Na sessão da Segunda Turma do Supremo Tribunal Federal (STF) desta terça-feira (1º), pedido do vista do ministro Ricardo Lewandowski suspendeu o julgamento de mais um caso em que se discute o poder de investigação criminal do Ministério Público. O pedido aconteceu após o relator do Recurso Ordinário em Habeas Corpus (RHC) 97926, ministro Gilmar Mendes, votar pelo desprovimento do recurso, por entender que o MP tem poder para investigar, ainda que subsidiariamente.
O caso concreto trata de um cirurgião condenado a um ano e dois meses de detenção, em Goiânia, pela prática de homicídio culposo (artigo 121, parágrafo 3º, do Código Penal). A sentença de primeiro grau considerou que houve negligência do médico durante uma cirurgia de angioplastia transluminal e colocação de prótese vascular, que acabou causando a morte do paciente.
A defesa apelou da condenação ao Tribunal de Justiça de Goiás (TJ-GO), que negou provimento a recurso de apelação e rejeitou os embargos de declaração opostos contra essa decisão. A defesa ainda recorreu ao Superior Tribunal de Justiça, novamente sem sucesso.
Poder do MP
No RHC apresentado ao Supremo, a defesa sustenta que, no caso, seriam nulas as provas colhidas no curso da investigação presidida pelo Ministério Público de Goiás, que não disporia de poder investigatório.
Sobre a matéria, o ministro Gilmar Mendes lembrou que já manifestou, nos autos do Recurso Extraordinário (RE) 593727, seu entendimento de que não é vedado ao MP proceder diligências investigatórias, conforme se depreenderia de uma interpretação sistêmica da Constituição Federal e da legislação pertinente. Segundo ele, considerando o poder-dever conferido ao MP na defesa da ordem jurídica, do regime democrático e dos interesses sociais e individuais indisponíveis, seria indissociável às suas funções a autonomia para colheita de elementos de prova – o que, segundo o ministro, é conferido ao MP pela legislação infraconstitucional.

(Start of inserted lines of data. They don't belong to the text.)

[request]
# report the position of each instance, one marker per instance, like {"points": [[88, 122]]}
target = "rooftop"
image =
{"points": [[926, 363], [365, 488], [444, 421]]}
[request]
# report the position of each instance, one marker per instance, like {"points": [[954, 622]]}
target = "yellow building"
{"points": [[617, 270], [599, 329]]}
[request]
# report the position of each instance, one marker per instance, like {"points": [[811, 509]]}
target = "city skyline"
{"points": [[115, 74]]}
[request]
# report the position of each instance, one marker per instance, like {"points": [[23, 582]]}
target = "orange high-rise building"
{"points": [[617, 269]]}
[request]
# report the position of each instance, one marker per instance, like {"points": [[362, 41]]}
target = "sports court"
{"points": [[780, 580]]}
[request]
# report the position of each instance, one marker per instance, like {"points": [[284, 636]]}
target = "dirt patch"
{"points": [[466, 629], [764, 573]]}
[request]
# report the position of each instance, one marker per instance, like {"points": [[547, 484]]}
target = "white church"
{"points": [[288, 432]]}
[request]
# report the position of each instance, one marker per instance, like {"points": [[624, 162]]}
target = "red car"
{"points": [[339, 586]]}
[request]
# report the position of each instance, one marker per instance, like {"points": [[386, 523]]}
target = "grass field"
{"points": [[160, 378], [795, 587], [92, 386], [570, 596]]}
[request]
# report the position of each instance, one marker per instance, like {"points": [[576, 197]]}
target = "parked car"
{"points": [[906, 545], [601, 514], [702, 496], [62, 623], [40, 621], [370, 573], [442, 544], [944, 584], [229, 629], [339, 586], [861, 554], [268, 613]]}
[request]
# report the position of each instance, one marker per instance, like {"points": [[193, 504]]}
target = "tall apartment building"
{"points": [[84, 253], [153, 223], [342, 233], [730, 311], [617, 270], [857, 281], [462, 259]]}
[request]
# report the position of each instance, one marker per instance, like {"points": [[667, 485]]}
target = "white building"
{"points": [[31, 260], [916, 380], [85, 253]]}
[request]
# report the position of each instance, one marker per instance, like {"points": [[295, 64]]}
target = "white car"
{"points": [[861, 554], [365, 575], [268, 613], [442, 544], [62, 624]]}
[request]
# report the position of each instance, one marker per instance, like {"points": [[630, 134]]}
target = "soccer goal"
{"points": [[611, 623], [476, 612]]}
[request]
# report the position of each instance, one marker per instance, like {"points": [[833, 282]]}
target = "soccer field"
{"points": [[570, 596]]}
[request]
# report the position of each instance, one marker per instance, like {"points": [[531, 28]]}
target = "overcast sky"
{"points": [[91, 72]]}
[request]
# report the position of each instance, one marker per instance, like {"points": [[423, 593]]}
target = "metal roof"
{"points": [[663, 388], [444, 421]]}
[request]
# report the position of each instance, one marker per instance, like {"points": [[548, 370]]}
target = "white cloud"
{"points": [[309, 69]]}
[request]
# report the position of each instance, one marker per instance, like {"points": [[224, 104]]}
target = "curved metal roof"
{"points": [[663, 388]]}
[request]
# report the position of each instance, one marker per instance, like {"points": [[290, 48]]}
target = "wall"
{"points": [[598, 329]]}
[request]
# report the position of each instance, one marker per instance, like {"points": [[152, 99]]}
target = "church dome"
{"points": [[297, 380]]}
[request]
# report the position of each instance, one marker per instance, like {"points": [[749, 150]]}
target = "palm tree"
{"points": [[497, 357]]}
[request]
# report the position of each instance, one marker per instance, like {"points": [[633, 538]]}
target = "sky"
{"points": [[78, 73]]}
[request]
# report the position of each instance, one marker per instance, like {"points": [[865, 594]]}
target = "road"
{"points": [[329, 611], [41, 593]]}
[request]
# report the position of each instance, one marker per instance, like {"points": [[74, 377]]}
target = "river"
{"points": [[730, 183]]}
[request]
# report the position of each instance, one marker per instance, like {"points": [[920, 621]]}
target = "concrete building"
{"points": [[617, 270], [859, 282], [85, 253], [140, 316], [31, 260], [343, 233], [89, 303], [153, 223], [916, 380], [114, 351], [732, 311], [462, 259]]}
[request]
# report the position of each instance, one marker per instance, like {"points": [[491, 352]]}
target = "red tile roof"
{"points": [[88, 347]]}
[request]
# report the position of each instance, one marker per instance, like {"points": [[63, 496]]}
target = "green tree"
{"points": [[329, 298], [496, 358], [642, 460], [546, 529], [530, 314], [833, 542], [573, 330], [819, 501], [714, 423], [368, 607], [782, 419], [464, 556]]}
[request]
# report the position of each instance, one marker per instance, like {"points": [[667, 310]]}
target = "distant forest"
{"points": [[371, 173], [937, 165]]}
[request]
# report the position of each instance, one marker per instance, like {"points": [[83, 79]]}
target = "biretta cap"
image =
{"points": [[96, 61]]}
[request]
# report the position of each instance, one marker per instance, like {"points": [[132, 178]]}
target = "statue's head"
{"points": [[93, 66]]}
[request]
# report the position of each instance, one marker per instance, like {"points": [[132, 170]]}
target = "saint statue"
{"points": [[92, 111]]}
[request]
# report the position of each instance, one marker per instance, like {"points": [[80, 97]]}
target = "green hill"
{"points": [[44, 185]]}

O ministro frisou que a atividade investigatória não é exclusiva da polícia judiciária. “Raciocínio diverso, no sentido da exclusividade das investigações por organismos policiais, levaria à conclusão absurda de que também outras instituições, e não somente o MP, estariam impossibilitadas de exercer atos investigatórios, o que é de todo inconcebível”, afirmou o relator. Como exemplo, citou o poder de investigação de órgãos como as CPIs, o COAF, a Receita Federal, o Bacen, a CVM, o TCU ou o INSS.
Com esses argumentos, entre outros, o ministro disse entender ser legítimo o poder de investigação criminal do MP. Ressaltou, contudo, que esse poder que não pode ser exercido de forma ampla e irrestrita, sem qualquer controle, sob pena de agredir, inevitavelmente, direitos fundamentais. Nesse ponto, o ministro disse entender que a atuação do MP deve ser necessariamente subsidiária, ocorrendo apenas quando não for possível ou recomendável que se efetivem pela própria polícia, e em hipóteses específicas - por exemplo, quando se verificarem situações de lesão ao patrimônio público ou excessos cometidos pelos próprios agentes e organismos policiais.
No caso, a investigação que antecedeu o oferecimento da denúncia contra o médico foi conduzida pela Curadoria de Saúde do Ministério Público de Goiás, que procedeu a esse levantamento exatamente tendo em vista sua função de zelar pela boa prestação dos serviços de saúde, frisou o ministro, lembrando que a Curadoria detém essa competência para oferecer respostas inclusive na esfera penal.